Rekit: amenity kits managed sustainably

Have you ever wondered what happens to amenity kits when passengers leave the aircraft? In some cases, they are taken home and used afterwards, however, most of the time only a couple of items from the kit are used and the rest remains untouched. This means that what’s left behind is for the most part incinerated or disposed to landfill which is extremely harmful to the environment due to the CO2 emissions produced. So, is there a solution? How can we minimize the impact on the planet and maybe even decrease costs?
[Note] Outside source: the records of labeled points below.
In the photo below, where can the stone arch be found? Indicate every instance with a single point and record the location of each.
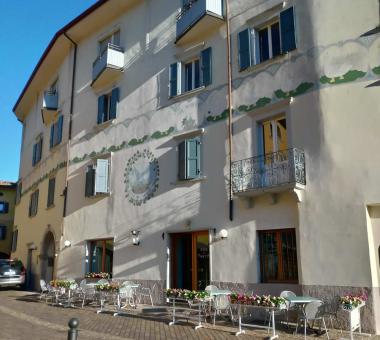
(47, 257)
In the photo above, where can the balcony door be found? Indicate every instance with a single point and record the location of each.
(190, 259)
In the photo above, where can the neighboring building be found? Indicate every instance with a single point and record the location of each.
(148, 170)
(7, 210)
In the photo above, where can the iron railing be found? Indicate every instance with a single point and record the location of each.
(269, 171)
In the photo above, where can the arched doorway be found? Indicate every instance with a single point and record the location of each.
(47, 257)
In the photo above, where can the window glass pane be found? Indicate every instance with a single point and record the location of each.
(264, 44)
(275, 31)
(188, 76)
(197, 82)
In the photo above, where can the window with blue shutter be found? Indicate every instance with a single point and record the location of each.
(189, 157)
(3, 232)
(245, 51)
(206, 59)
(288, 36)
(101, 176)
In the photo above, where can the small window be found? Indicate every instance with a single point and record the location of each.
(51, 191)
(97, 178)
(258, 44)
(33, 204)
(56, 132)
(3, 232)
(37, 151)
(14, 240)
(189, 75)
(278, 256)
(107, 106)
(4, 207)
(189, 157)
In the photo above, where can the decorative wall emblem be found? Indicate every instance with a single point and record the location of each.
(141, 177)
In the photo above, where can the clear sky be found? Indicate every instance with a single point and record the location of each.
(27, 28)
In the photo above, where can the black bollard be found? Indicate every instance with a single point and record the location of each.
(73, 331)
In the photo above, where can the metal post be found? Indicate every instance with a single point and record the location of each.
(73, 331)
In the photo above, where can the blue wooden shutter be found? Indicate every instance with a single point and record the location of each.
(175, 79)
(288, 36)
(206, 59)
(182, 160)
(90, 181)
(193, 158)
(101, 177)
(34, 154)
(59, 129)
(114, 101)
(51, 136)
(101, 109)
(245, 50)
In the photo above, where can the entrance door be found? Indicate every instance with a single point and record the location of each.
(190, 258)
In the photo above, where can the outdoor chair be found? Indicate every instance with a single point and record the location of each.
(146, 292)
(313, 311)
(221, 304)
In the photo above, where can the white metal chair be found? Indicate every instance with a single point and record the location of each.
(313, 311)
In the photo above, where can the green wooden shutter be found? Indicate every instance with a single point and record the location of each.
(90, 181)
(245, 50)
(59, 129)
(114, 101)
(182, 160)
(288, 36)
(193, 158)
(206, 60)
(101, 109)
(175, 79)
(101, 176)
(51, 136)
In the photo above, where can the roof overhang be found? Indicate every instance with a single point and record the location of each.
(93, 19)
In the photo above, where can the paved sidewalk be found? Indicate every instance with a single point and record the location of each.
(23, 316)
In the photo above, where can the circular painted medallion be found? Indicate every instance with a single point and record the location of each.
(141, 177)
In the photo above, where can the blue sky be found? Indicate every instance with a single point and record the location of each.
(27, 28)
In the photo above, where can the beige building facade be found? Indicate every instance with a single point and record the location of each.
(143, 157)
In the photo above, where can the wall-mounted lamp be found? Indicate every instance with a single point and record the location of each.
(135, 237)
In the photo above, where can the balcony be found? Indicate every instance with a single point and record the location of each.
(108, 66)
(273, 173)
(197, 18)
(49, 106)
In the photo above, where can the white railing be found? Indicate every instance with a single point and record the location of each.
(112, 56)
(194, 10)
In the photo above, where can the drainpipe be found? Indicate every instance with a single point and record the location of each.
(229, 100)
(70, 123)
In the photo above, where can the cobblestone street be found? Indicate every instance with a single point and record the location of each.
(23, 316)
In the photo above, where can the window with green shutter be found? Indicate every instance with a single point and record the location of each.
(275, 37)
(189, 159)
(51, 192)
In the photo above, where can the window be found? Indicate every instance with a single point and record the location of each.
(51, 190)
(107, 106)
(189, 157)
(56, 132)
(33, 204)
(37, 151)
(3, 232)
(14, 240)
(4, 207)
(113, 39)
(97, 178)
(18, 192)
(259, 44)
(278, 256)
(194, 73)
(100, 256)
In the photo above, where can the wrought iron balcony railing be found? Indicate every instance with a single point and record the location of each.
(264, 172)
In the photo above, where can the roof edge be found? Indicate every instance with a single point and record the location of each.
(58, 34)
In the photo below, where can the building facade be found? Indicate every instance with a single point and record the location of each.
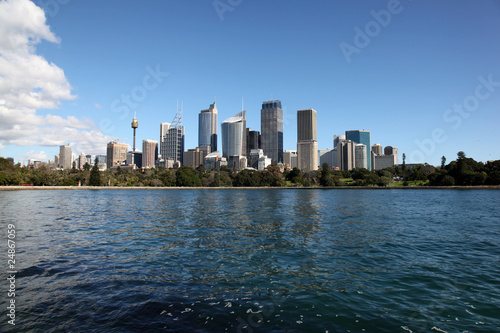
(307, 140)
(234, 135)
(207, 129)
(116, 154)
(65, 157)
(172, 145)
(361, 136)
(149, 153)
(271, 126)
(194, 157)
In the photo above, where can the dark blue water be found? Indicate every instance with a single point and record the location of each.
(253, 260)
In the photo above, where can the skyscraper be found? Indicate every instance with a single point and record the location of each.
(164, 127)
(271, 126)
(149, 153)
(65, 157)
(361, 136)
(307, 143)
(234, 135)
(116, 154)
(172, 142)
(172, 145)
(207, 129)
(377, 149)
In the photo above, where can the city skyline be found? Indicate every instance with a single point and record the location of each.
(417, 86)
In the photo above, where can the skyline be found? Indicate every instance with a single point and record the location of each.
(410, 64)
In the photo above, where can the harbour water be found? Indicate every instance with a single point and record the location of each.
(253, 260)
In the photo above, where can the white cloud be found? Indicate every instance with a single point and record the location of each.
(28, 82)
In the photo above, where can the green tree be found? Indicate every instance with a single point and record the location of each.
(95, 175)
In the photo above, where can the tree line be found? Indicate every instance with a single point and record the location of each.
(462, 171)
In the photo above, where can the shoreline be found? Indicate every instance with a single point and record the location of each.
(36, 188)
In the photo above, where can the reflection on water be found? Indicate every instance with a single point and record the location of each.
(256, 260)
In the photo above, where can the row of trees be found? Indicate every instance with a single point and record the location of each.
(462, 171)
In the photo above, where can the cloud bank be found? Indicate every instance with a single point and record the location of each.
(28, 82)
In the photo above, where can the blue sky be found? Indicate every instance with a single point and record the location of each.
(424, 76)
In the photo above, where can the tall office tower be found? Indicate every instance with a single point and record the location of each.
(290, 158)
(326, 156)
(82, 159)
(194, 157)
(149, 153)
(65, 157)
(172, 143)
(271, 126)
(346, 158)
(361, 136)
(234, 135)
(389, 150)
(377, 149)
(361, 160)
(253, 141)
(207, 129)
(134, 125)
(307, 140)
(116, 154)
(337, 139)
(164, 127)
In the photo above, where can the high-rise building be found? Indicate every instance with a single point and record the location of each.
(271, 126)
(164, 127)
(234, 135)
(377, 149)
(337, 139)
(346, 159)
(307, 141)
(172, 146)
(194, 157)
(65, 157)
(207, 129)
(116, 154)
(134, 125)
(149, 153)
(253, 141)
(326, 156)
(290, 158)
(360, 155)
(361, 136)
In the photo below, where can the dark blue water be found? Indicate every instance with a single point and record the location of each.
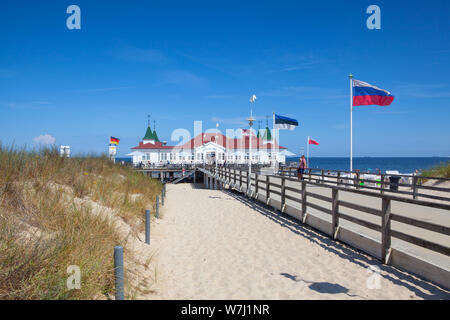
(403, 165)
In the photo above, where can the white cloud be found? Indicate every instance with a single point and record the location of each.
(44, 139)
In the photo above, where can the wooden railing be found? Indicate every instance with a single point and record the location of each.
(267, 186)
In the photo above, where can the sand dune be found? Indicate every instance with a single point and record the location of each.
(218, 245)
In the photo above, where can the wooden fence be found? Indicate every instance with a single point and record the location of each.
(266, 185)
(381, 185)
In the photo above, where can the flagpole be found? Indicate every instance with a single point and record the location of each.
(351, 121)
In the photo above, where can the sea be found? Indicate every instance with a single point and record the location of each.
(402, 165)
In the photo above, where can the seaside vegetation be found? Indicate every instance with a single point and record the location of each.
(48, 222)
(441, 171)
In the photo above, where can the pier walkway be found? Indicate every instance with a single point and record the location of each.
(219, 244)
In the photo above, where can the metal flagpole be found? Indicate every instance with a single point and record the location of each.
(351, 120)
(307, 153)
(250, 122)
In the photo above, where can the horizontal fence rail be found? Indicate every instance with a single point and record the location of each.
(270, 185)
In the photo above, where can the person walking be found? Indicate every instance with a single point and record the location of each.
(301, 167)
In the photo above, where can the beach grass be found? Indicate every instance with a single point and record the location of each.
(45, 226)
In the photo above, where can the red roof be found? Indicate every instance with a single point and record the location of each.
(229, 143)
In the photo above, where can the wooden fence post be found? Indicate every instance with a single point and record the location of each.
(147, 226)
(385, 229)
(256, 185)
(334, 212)
(357, 180)
(249, 184)
(118, 272)
(303, 200)
(240, 179)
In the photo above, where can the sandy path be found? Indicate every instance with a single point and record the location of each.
(217, 245)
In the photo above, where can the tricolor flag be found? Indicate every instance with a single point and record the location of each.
(281, 122)
(311, 141)
(114, 141)
(365, 94)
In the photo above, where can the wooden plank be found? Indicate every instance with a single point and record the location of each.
(334, 211)
(421, 242)
(317, 207)
(361, 222)
(385, 228)
(358, 207)
(421, 224)
(293, 198)
(293, 189)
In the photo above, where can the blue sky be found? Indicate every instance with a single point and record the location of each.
(202, 60)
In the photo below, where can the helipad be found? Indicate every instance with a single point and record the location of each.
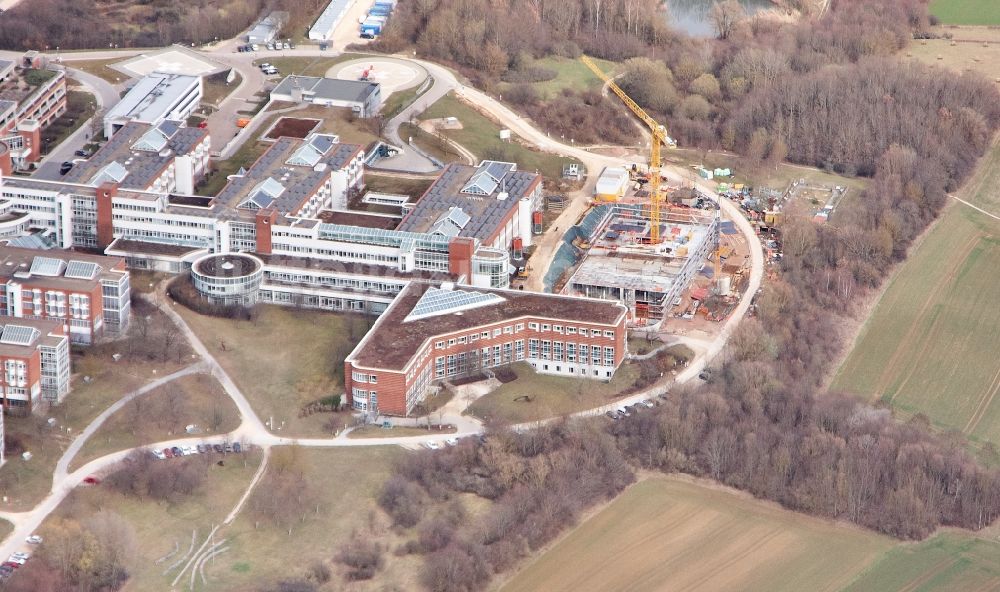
(172, 60)
(393, 75)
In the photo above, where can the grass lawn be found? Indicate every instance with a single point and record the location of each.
(967, 12)
(929, 345)
(776, 178)
(306, 66)
(216, 89)
(430, 143)
(571, 74)
(387, 183)
(350, 480)
(25, 483)
(99, 68)
(948, 561)
(481, 136)
(159, 526)
(162, 414)
(669, 533)
(283, 360)
(551, 395)
(80, 106)
(399, 100)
At deSter for years we have been offering our customers a unique service which we call “Rekit”. Basically, it means recycling amenity kits that were already flying on board the aircraft. We have created different models within this service, but the main goal is to reduce waste, minimize costs for airlines, shorten delivery times, and support local communities. “Rekit” perfectly aligns with our ESG strategy supporting all three areas: People, Planet and Product.
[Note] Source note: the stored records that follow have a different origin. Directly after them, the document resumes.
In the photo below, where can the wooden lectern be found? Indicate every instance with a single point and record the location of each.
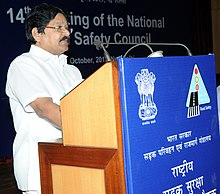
(90, 157)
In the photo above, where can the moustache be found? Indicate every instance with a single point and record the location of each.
(65, 38)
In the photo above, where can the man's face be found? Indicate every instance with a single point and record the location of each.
(52, 40)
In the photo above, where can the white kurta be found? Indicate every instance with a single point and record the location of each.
(30, 76)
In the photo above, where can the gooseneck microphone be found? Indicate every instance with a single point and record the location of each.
(99, 46)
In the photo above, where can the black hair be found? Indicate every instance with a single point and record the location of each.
(39, 17)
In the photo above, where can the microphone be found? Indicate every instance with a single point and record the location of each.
(99, 46)
(153, 44)
(173, 44)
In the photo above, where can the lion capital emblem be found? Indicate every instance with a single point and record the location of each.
(145, 86)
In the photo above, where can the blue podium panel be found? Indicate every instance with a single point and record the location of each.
(170, 125)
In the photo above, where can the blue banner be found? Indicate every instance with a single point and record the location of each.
(170, 124)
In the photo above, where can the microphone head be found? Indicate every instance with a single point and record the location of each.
(98, 44)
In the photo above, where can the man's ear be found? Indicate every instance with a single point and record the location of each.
(36, 34)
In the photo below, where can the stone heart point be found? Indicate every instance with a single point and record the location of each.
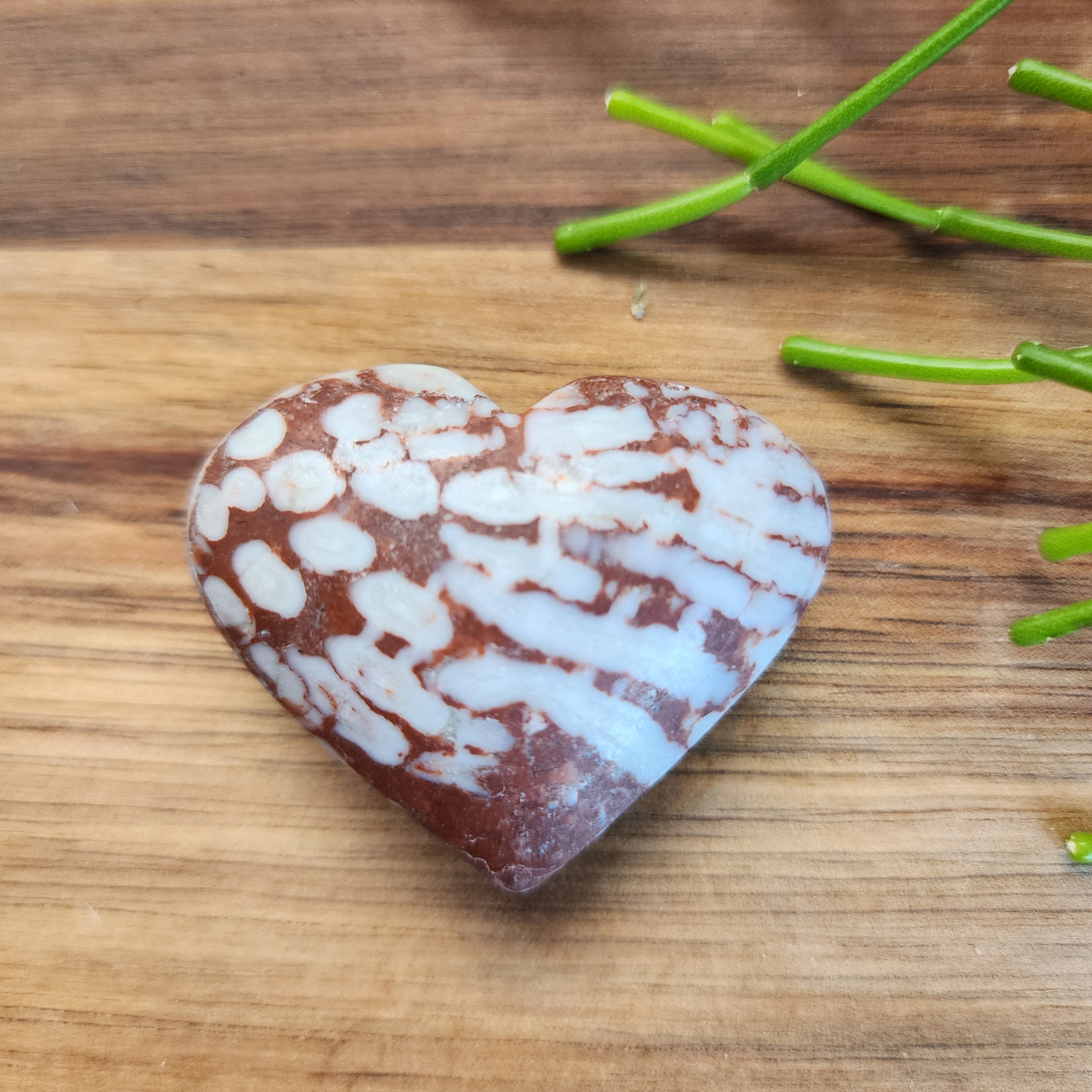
(510, 626)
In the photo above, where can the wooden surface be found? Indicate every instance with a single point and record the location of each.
(857, 882)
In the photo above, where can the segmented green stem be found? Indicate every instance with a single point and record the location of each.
(1014, 235)
(1079, 847)
(731, 137)
(673, 212)
(1052, 624)
(808, 353)
(1057, 544)
(1053, 364)
(1034, 78)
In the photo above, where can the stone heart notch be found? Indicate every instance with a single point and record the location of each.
(510, 626)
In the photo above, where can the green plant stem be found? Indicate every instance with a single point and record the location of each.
(878, 90)
(1014, 235)
(1079, 848)
(647, 220)
(1051, 624)
(1053, 364)
(808, 353)
(1058, 544)
(1034, 78)
(732, 137)
(673, 212)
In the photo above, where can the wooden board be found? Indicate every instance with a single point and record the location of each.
(857, 882)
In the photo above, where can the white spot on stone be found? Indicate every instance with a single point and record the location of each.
(454, 445)
(510, 562)
(227, 609)
(356, 419)
(683, 391)
(388, 684)
(619, 731)
(375, 456)
(258, 438)
(425, 379)
(210, 514)
(408, 491)
(374, 734)
(416, 416)
(552, 436)
(287, 684)
(464, 768)
(328, 544)
(564, 398)
(243, 488)
(303, 482)
(268, 581)
(330, 694)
So, what do we actually do within “Rekit”? When partially used or unused amenity kits are left on the plane at the end of the journey, they are collected and brought to our facility where they are sorted. If the kit is untouched, it just goes back for the next flight. If it’s missing some items or something was opened/used, we replace them with new products. For example, earplugs, eye shades, toothpaste and toothbrushes are the ones commonly added to the kit again as per hygiene rules.
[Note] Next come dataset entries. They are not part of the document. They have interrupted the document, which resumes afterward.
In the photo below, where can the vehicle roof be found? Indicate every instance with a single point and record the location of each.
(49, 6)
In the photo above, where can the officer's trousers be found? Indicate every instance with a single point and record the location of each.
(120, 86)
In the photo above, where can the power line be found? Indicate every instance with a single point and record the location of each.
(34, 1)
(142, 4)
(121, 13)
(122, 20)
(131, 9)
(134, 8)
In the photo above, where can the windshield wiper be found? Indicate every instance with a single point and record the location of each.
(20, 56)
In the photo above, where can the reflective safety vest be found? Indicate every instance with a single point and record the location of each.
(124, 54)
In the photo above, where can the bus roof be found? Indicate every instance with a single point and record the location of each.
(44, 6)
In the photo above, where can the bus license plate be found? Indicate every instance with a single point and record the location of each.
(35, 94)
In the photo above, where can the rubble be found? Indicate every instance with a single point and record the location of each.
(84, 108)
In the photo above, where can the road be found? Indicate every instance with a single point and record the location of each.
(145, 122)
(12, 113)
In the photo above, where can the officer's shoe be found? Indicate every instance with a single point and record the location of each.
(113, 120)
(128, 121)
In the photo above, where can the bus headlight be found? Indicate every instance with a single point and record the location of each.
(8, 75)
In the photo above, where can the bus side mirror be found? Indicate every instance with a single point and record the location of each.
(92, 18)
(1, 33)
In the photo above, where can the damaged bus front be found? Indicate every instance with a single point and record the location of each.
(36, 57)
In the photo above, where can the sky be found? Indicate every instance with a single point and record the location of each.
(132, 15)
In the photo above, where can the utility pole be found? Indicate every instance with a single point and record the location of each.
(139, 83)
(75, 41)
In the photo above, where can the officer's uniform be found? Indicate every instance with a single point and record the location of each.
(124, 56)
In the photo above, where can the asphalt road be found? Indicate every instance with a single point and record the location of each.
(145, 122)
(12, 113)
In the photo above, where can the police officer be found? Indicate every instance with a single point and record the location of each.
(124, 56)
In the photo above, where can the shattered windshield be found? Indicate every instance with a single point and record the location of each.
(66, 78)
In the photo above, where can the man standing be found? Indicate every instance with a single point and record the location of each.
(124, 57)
If for some reason the kits cannot be used anymore (e.g. zipper of the bag is broken), we donate them to social charities helping communities around us.

As mentioned before, with this program we have a shorter delivery time and lower shipping costs because our facilities are situated locally. As such, Lufthansa has been using “Rekit” for a very long time and we already have two established locations in Frankfurt.

The same model is not only applied to amenity kits. At deSter we also recycle pyjamas. If unused, they are sent to our facilities and then back on the plane. If already worn, they are washed and donated to local charities or retirement homes.

deSter can launch “Rekit” anywhere in the world with a local presence helping airlines tackle the issues and improve their operations.